Polda Jatim juga melakukan pemeriksaan kelaikan kendaraan (ramp check) dan memberikan imbauan kepada pengusaha bus serta truk.
Selain itu, pembatasan kendaraan dengan sumbu tiga ke atas, sesuai Surat Keputusan Bersama (SKB) menteri, telah diberlakukan.
“Kecelakaan di jalur wisata pegunungan menjadi salah satu perhatian utama kami,” jelas Kombes Komarudin.
Untuk meminimalisir kecelakaan tersebut, Polda Jatim juga bekerja sama dengan masyarakat setempat dengam upaya meminimalkan risiko laka.

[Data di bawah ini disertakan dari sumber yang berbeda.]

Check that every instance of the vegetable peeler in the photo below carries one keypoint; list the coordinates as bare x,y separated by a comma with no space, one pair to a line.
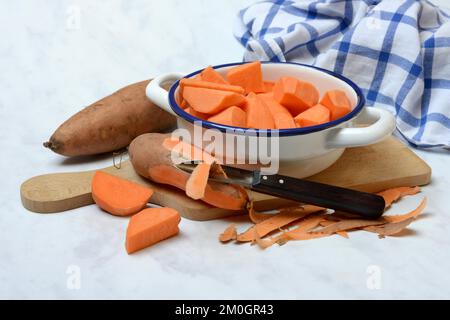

Beberapa titik rawan telah dipantau, dan sarana keselamatan seperti petunjuk arah, ban, serta karung pengaman dipasang di jalur-jalur ekstrem menuju tempat wisata.
“Kami juga menyediakan informasi cuaca 24 jam yang dapat diakses masyarakat. Prediksi dari BMKG akan terus diperbarui agar masyarakat bisa memilih jalur yang aman,” kata Kombes Komarudin.
Dirlantas Polda Jatim ini juga menyampaikan ada beberapa aspek yang menjadikan perhatikan pada operasi Lilin Semeru 2024 ini.
Disebutkan oleh Kombes Komarudin, ada beberapa titik di Jawa Timur yang rawan kemacetan, ada titik rawan kecelakaan dan ada titik rawan bencana.
“Ini telah kita petakan, ada beberapa spot. Treatmentnya juga berbeda, untuk titik-titik yang rawan terhadap bencana, kita telah tempatkan personel-personel dari Dinas PU termasuk juga dari BASARNAS, dan personel lainnya, termasuk sarana dan prasarana,” jelas Kombes Komarudin.